Shareholders in the Auckland company voted this month to let American firm Source Vortex take a 33.4 per cent stake for $40 million.
Yesterday, a trading halt was lifted and the market was told the deal had fallen over after a third party investor, who had agreed to contribute about 85 per cent of the money, did not meet settlement obligations.
Chairman Shawn Beck said he could not give any more detail on what happened because of a confidentiality agreement.
"There really isn't much more to say to be quite honest," Beck said.
"I can't really comment on it, but no it's not something that we could have seen earlier."
Wellington Drive's shares closed down 9c yesterday at 48c.
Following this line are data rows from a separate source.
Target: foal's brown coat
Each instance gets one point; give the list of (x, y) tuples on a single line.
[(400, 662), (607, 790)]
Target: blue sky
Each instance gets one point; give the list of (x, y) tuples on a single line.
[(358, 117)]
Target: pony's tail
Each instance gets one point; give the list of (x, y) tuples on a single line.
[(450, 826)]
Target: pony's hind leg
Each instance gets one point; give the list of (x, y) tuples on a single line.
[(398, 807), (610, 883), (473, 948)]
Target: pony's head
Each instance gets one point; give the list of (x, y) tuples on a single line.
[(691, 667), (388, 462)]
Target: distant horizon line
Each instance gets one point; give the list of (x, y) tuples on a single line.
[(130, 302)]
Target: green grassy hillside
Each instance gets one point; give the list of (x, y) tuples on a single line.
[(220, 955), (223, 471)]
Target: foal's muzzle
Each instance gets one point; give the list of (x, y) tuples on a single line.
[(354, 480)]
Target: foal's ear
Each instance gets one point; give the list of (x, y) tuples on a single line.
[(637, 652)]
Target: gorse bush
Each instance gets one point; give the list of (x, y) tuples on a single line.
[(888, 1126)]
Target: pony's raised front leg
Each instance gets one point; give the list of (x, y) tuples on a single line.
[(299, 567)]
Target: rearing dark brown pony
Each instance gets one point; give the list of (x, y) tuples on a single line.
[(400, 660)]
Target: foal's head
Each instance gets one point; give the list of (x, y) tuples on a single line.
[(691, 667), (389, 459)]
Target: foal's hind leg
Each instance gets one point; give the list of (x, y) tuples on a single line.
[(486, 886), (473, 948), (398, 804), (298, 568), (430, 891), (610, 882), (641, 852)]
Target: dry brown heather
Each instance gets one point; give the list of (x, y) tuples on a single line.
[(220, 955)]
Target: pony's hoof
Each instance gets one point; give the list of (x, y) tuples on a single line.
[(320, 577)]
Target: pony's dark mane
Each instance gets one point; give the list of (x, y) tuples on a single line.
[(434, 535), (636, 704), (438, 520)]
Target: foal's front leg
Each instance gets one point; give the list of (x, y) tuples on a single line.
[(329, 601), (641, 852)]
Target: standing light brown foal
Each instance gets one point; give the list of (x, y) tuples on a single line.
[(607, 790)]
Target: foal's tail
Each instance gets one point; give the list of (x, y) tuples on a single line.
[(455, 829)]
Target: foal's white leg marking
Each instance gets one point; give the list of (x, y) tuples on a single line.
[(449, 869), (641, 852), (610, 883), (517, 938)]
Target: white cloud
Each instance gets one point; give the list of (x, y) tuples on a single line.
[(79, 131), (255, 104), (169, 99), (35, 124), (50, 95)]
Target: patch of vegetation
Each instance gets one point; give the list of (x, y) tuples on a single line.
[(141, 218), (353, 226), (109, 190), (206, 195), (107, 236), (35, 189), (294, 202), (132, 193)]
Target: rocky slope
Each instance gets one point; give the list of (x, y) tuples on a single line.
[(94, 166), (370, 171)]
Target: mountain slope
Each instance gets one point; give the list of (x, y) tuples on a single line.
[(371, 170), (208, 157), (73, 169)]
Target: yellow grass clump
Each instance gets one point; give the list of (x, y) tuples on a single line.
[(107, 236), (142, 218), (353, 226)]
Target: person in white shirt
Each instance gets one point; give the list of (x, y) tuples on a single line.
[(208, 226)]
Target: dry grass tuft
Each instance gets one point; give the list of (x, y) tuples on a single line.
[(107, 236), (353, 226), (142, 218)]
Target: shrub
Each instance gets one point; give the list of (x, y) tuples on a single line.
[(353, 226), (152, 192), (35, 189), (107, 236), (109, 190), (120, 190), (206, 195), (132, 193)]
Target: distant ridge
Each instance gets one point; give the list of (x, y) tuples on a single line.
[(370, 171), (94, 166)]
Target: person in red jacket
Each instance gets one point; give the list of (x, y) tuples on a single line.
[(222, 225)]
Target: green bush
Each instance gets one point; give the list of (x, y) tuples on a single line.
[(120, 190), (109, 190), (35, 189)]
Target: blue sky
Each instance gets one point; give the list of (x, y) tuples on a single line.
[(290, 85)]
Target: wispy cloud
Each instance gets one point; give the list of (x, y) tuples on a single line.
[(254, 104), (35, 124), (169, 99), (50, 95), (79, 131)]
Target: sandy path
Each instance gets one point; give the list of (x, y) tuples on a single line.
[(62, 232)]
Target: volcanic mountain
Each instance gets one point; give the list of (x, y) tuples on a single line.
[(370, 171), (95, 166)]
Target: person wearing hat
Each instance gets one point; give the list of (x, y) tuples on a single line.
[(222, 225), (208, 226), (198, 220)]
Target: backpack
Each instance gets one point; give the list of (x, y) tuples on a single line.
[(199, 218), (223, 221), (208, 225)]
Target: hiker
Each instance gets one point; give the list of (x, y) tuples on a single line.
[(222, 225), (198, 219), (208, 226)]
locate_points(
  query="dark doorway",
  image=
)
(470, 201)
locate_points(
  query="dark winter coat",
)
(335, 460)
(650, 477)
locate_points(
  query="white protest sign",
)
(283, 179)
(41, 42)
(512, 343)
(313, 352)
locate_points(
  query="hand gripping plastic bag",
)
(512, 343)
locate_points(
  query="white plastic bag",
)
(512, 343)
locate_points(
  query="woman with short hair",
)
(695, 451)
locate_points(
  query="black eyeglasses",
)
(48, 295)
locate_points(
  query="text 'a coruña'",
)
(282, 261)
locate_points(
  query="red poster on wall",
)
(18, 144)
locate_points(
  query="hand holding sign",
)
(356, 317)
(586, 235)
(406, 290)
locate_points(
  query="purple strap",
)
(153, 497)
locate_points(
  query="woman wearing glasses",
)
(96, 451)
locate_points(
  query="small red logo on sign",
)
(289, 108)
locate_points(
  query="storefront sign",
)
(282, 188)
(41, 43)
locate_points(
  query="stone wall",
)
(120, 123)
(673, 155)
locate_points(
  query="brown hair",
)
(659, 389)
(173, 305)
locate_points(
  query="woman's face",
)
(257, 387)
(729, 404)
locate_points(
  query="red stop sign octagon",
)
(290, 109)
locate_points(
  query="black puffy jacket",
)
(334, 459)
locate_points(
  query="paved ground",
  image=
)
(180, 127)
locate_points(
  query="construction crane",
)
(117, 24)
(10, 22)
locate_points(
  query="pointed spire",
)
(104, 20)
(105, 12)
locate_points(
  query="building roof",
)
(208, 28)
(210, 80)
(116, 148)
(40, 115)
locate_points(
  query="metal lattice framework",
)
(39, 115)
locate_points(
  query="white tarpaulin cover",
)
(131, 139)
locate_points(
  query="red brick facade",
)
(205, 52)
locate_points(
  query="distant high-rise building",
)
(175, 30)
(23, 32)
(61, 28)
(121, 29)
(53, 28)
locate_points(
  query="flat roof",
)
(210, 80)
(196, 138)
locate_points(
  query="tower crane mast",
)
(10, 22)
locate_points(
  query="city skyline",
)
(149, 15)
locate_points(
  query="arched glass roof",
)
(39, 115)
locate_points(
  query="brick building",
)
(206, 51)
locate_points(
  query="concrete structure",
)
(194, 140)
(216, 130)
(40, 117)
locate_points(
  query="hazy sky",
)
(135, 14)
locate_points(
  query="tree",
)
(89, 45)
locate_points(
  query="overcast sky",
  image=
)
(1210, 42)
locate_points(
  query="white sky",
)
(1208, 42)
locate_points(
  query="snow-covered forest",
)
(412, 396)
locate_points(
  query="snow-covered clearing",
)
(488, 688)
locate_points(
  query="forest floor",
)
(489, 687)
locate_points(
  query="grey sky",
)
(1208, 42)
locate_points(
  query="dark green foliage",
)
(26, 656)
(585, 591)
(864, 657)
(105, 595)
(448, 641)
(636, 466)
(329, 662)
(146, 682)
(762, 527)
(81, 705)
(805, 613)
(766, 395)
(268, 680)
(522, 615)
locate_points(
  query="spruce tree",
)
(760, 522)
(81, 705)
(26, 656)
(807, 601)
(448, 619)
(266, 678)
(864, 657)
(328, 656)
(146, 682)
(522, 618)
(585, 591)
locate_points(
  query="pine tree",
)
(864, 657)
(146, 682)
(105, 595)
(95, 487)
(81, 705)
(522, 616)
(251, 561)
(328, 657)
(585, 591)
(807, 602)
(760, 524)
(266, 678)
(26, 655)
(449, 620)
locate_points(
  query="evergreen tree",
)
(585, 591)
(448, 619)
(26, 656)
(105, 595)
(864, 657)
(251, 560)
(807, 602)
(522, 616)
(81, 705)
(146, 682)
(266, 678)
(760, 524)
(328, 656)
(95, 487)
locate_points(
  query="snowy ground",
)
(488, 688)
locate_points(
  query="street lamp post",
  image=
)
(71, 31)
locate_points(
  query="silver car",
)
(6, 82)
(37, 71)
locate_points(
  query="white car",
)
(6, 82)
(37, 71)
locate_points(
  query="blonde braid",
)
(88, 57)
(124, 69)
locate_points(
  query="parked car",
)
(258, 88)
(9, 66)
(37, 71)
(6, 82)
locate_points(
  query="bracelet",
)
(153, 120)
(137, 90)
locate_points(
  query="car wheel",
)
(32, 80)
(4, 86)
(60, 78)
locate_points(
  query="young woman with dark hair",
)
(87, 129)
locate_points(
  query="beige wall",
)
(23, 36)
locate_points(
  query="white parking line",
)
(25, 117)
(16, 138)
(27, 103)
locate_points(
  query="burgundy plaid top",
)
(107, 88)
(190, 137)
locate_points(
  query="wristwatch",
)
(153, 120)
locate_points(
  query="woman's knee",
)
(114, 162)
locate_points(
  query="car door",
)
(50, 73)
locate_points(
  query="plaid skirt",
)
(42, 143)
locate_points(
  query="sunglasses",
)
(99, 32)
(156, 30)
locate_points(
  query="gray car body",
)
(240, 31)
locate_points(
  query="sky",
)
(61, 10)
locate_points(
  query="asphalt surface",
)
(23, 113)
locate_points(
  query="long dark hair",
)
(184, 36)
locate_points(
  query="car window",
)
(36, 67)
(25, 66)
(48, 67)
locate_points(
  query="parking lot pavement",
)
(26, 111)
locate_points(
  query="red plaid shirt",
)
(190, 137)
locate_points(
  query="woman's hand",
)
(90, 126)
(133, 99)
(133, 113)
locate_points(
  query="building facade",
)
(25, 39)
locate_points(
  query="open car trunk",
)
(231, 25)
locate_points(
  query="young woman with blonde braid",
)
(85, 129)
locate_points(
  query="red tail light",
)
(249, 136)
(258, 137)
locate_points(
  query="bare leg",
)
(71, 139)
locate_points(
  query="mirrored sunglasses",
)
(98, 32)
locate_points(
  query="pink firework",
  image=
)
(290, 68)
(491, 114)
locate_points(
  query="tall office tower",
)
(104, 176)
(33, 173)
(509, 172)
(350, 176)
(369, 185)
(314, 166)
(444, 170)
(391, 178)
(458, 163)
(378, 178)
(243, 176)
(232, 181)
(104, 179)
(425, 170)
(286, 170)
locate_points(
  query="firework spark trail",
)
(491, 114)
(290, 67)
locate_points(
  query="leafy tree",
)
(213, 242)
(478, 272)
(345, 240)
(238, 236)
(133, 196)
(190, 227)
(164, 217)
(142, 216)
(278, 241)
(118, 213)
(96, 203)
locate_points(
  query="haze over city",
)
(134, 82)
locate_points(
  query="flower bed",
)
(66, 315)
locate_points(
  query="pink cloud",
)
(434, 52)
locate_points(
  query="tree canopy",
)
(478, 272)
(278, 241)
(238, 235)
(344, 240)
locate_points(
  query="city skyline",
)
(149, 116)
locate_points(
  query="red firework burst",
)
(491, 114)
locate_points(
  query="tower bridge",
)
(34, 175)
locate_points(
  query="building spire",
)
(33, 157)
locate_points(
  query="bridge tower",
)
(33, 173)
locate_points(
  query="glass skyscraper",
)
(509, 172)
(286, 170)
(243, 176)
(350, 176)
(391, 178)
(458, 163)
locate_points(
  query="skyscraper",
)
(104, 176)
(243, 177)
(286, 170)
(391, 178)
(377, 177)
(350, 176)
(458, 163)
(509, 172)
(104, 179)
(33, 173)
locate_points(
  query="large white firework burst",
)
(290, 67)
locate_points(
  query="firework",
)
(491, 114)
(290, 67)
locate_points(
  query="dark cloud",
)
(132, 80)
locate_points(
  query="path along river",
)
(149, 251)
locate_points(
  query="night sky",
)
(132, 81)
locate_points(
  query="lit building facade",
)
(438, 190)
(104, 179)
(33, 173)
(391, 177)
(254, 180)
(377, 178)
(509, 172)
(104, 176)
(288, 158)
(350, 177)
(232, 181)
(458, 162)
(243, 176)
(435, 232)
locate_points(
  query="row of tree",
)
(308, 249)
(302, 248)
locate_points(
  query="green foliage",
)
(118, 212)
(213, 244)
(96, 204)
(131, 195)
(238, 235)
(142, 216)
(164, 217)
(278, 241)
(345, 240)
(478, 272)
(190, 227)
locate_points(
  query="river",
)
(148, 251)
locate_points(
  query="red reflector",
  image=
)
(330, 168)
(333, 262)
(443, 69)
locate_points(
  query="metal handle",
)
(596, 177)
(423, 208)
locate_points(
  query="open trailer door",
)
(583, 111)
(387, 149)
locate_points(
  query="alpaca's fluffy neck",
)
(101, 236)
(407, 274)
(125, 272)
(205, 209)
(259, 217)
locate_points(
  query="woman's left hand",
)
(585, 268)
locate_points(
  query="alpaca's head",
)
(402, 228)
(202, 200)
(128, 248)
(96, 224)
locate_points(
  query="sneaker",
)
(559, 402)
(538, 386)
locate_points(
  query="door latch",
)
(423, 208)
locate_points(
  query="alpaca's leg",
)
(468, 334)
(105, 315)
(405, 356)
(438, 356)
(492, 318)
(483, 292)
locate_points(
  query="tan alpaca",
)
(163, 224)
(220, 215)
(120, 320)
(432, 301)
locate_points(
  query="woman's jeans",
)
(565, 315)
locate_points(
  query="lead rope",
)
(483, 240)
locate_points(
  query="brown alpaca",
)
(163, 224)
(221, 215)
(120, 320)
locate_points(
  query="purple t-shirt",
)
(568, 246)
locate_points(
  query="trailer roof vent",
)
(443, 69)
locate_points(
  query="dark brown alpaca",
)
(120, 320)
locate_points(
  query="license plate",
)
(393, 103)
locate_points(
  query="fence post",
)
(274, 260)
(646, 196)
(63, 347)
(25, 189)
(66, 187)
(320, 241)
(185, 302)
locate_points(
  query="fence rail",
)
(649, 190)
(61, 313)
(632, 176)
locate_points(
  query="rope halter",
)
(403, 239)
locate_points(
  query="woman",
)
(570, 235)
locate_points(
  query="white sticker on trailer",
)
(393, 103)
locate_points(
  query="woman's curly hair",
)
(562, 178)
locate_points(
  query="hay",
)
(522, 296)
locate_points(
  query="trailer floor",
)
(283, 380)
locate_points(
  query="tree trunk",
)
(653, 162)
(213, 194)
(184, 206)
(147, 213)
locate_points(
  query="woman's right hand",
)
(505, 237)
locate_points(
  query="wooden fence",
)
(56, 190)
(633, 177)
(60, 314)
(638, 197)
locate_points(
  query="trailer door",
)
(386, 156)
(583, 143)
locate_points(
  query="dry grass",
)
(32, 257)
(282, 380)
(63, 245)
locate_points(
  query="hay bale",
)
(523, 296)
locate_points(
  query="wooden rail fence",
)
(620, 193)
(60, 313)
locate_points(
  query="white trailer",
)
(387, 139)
On Saturday the company began talking to other potential investors about raising money it said it needed to accelerate growth.
"For us, that was when it became apparent we should look at an alternative," Beck said.
Under the new plan, 30 million 40c shares - the price approved for issue to Source Vortex - will be placed among six existing institutional shareholders.
The company was also planning a discounted, renounceable pro rata rights issue to all shareholders in the first half of next year, raising between $10 million and $15 million.
The placement did not require further shareholder approval and with the rights issue could raise up to $27 million in total.
This is less than the $40 million in the Source Vortex deal, but was still enough to meet investment plans of up to $20 million, Beck said.
"We have now with those two things ... fully funded that acceleration plan," he said.
"In one sense from a shareholder's point of view ... I kind of like the fact that we're raising only the amount that we need, so there's obviously less dilution."
The previous deal was designed to give Source Vortex an influential stake in the business, Beck said.
This month, Wellington Drive signed its first big order for North America. Beck said he did not believe the Source Vortex plan collapse would damage the company's credibility.
"The key thing is that the company is well funded, and that's principally what customers were interested in and what was holding them back and making them a bit reluctant."
But one analyst thought credibility would take a knock.
"The solution, although it makes sense and its very pragmatic, doesn't give the financial substance that $40 million in their balance sheet would have," he said.
In the year to June, Wellington Drive had a cash balance of $1.7 million and a net loss of $4.5 million. It lost $4.9 million the previous year.
Beck said it had no intention to raise any further money.